How fake is Snopes for using fake news source to defend biased organization?
Snopes gets ** two stars for quoting fake news source
Journalist Matt Taibi released Twitter Files #15 on January 27. He exposed Hamilton 68, “a digital ‘dashboard’ that claimed to track Russian influence and was the source of hundreds if not thousands of mainstream print and TV news stories in the Trump years.”
On October 3, 2017 former Twitter executive Yoel Roth sent an email on the subject “Hamilton 68 account list.” He stated, “It’s so weird and self-selecting, and they’re so unwilling to to be transparent and defend their selection that I think we need to just call this out on the bullshit it is.”
In another email Roth stated Hamilton 68 “falsely accuses a bunch of legitimate right-leaning accounts of being Russian bots.”
After reviewing the evidence from Twitter Files #15 Taibi concluded, “It was a lie…Virtually every major American news organization cited these fake tales— even fact-checking sites like Snopes and Politifact.”
Left-wing Snopes, which often publishes fake fact-checks, defended Rob Reiner’s Committee to Investigate Russia in 2017. “Even as the organization aims to point the spotlight on the Kremlin's attempts to influence Americans' political and social behavior, predictably, Russia-linked bots and trolls retaliated with social media-driven attacks.”
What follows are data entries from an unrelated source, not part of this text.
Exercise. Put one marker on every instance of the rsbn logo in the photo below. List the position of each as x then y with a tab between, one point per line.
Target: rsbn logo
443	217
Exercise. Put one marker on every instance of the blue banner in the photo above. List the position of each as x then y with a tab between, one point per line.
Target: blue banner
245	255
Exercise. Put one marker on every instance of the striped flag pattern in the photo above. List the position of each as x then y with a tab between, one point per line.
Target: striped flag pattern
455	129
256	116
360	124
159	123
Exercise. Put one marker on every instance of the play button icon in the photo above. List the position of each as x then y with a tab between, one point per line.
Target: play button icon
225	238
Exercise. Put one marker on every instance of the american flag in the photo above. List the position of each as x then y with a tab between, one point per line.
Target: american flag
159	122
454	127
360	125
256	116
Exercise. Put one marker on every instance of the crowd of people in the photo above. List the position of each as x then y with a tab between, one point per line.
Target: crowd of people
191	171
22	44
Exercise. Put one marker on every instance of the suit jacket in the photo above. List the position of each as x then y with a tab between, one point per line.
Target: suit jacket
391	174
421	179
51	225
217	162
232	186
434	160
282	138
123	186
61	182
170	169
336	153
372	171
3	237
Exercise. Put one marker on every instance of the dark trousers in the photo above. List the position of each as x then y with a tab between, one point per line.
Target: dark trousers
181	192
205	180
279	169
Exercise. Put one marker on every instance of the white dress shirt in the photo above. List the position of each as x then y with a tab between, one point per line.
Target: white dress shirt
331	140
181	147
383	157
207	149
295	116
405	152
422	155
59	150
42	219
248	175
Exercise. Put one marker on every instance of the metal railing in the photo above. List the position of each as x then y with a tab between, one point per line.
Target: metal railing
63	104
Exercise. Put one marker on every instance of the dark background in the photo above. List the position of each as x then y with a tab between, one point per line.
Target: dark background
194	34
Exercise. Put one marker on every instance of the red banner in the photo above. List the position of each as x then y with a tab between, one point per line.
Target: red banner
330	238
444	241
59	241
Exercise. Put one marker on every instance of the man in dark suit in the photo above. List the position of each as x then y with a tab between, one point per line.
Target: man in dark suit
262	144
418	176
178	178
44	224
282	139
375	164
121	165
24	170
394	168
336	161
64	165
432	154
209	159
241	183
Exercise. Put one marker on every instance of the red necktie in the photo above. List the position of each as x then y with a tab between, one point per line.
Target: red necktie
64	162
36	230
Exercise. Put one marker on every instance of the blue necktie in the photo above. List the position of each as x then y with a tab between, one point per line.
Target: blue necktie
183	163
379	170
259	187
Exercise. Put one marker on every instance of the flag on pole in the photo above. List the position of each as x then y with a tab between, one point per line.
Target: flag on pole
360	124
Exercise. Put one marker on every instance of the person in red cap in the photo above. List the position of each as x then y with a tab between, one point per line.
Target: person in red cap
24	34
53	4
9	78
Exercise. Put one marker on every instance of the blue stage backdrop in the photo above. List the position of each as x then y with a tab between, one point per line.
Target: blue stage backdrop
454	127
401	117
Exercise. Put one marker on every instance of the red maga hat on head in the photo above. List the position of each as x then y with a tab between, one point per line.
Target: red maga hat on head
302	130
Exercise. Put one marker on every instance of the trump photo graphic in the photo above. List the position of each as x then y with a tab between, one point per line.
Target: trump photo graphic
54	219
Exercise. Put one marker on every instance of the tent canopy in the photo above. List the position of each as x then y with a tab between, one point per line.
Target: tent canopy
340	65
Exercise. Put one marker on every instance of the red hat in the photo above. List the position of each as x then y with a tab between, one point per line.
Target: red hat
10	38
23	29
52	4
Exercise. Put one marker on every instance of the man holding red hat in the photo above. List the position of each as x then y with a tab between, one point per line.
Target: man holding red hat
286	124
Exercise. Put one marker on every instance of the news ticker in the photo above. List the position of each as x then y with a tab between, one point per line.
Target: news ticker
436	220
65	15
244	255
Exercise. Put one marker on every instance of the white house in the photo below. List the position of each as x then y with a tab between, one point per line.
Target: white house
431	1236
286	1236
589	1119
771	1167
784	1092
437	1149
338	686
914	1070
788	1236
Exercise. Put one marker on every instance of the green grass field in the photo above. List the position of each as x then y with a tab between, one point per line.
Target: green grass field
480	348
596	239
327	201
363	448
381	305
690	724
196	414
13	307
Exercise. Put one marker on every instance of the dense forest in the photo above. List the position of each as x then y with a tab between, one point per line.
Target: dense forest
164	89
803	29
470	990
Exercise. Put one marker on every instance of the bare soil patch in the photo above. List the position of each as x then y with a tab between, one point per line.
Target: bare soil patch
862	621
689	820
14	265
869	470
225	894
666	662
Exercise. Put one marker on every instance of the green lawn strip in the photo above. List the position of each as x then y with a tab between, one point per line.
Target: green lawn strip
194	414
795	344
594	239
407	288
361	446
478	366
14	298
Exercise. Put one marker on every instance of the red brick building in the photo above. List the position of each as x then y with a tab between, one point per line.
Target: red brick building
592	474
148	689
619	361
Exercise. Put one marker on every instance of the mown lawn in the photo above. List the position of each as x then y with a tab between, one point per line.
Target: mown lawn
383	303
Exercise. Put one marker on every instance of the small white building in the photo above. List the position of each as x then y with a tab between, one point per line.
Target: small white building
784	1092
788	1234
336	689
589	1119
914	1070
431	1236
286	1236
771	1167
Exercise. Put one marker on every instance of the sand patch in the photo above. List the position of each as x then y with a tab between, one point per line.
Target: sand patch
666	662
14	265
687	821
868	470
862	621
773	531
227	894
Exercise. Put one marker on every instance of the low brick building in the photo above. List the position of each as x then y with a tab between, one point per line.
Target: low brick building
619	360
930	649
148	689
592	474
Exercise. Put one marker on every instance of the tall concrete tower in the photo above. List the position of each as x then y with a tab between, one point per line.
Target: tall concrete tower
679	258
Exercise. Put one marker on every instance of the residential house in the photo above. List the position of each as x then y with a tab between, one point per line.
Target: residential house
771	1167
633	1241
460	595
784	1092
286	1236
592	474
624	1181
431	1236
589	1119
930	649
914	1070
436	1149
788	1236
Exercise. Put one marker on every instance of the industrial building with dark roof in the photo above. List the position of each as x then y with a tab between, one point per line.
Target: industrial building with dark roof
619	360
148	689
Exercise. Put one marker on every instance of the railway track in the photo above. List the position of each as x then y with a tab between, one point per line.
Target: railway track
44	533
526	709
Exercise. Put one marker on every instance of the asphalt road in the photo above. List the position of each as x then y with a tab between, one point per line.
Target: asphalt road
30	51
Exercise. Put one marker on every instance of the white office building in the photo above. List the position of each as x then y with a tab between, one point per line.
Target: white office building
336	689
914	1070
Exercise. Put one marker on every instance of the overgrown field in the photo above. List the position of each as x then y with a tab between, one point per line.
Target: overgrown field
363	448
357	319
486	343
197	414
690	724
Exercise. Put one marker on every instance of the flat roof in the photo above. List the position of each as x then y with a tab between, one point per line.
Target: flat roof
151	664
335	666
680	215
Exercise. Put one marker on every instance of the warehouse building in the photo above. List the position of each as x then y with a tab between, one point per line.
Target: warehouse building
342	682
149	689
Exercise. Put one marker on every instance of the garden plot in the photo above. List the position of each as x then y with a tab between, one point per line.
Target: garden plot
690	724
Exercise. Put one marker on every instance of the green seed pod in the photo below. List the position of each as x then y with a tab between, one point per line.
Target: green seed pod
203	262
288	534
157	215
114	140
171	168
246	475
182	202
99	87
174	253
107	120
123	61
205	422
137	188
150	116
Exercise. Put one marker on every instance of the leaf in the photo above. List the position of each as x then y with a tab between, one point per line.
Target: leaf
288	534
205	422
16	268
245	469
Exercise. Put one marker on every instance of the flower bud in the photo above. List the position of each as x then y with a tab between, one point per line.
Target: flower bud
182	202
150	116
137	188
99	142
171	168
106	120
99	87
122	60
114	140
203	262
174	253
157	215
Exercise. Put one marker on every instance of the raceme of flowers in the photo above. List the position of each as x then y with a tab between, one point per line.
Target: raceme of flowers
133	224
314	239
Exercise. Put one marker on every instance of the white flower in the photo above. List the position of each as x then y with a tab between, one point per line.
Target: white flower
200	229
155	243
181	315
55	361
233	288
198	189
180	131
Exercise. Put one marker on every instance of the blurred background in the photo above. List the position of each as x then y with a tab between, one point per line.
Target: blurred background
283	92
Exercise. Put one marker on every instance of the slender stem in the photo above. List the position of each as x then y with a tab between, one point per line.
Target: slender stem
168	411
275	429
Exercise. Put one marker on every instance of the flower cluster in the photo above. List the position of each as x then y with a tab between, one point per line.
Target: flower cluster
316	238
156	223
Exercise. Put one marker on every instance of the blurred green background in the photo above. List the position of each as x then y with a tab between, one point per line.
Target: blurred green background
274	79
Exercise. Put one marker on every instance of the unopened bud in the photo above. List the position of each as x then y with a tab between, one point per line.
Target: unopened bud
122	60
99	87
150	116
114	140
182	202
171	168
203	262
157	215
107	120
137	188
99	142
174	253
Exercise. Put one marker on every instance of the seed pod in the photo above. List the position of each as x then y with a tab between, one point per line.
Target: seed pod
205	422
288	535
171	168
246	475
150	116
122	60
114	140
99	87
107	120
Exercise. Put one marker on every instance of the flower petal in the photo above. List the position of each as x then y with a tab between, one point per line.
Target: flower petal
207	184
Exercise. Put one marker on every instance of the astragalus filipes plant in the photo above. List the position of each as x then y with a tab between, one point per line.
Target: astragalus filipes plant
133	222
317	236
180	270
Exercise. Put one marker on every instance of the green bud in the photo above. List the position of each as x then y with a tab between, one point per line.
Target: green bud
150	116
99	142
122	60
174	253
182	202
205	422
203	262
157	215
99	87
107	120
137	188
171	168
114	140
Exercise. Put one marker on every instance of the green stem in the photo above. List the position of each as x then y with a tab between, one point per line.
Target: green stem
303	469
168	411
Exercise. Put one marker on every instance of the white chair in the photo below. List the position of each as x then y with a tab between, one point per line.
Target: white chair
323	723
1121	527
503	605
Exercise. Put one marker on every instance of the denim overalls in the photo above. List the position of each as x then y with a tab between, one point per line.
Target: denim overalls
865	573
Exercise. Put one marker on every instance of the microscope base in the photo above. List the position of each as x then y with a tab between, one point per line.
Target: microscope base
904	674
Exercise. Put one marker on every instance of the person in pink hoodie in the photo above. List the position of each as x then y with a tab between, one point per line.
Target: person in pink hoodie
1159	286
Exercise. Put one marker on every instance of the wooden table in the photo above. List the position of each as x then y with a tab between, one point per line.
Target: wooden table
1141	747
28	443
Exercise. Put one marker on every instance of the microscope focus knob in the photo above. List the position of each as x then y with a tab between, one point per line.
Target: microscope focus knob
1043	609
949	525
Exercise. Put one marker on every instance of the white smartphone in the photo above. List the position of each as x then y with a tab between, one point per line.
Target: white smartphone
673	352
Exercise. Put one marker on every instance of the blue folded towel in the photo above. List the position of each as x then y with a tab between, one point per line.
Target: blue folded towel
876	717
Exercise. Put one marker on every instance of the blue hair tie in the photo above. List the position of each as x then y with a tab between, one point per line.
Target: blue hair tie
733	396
Snopes continued, “One of the researchers behind Hamilton68, a real-time tool that tracks Russian influence operations on Twitter, told us that the reaction seems driven in part by the success of countermeasures like CIR…”
Film director Rob Reiner routinely posts far-left inflammatory rhetoric on Twitter, including anti-Christian bigotry. On January 4 he posted a tweet slandering and demonizing Christians who participate as equal citizens in American democracy.
Elon Musk tweeted, “Please correct your bs @Politifact & @snopes.